メロンパンのような色白の、厚化粧のママが来た。「お飲みものは」

「泡盛。水割りで」

 ママは水割りを作りながら、

「どちらから来ました」

「こちらのふたりは東京で、おれは大阪です」

「観光ですか」

「現地調査です」

「不動産関係?」

「いや、この島で死体を埋めるとこを探してますねん。どこか適当なとこはないですか」

「…………」返事がない。

「保良泉(ボラガー)とか平瀬尾神崎あたりはどうですかね」

「…………」ママ、無言。

「嘘やない。ほんまに探してるんです」

「歌、うたいますか」

「ああ、デュエットしましょか」

 いうと、ママはそそくさと立ってリモコンをとってきた。
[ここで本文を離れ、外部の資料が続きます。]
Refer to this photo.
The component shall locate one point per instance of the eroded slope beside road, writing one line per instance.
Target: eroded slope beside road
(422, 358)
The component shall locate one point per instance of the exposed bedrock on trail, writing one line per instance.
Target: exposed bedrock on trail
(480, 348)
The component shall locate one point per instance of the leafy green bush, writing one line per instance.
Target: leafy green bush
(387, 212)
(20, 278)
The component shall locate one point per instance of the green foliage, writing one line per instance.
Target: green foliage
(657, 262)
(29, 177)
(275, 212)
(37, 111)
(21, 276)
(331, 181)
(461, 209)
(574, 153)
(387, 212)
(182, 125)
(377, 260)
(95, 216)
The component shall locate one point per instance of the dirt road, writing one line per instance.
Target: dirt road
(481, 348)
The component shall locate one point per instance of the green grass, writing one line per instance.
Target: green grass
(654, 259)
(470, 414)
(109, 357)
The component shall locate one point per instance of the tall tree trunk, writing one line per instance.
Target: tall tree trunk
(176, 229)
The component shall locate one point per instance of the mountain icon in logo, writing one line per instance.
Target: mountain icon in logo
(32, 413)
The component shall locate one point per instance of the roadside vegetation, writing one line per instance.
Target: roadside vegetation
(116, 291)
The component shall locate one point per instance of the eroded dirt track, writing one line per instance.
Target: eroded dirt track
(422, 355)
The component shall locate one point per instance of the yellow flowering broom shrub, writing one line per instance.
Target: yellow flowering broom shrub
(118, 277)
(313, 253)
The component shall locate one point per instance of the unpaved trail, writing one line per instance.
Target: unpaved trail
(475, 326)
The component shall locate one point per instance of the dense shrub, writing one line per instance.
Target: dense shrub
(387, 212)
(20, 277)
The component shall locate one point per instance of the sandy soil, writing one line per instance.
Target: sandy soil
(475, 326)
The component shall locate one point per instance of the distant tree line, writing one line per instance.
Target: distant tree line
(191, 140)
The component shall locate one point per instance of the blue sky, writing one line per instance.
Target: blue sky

こちらに訊きもしないで『居酒屋』を入れ、マイクを差し出した──。

 翌日は編集者がレンタカーを運転してくれて島を一周した。保良泉は想像していた情景どおりだったが、平瀬尾神崎は死体を埋めるはずの場所が採石場になっていた。これだから現地取材は欠かせない。採石場の土砂が積もっているところは土が柔らかく、掘るのが楽そうだった。わたしは満足して追加取材を終え、泡盛の十年ものの古酒を土産に買って、無事、宮古島をあとにした。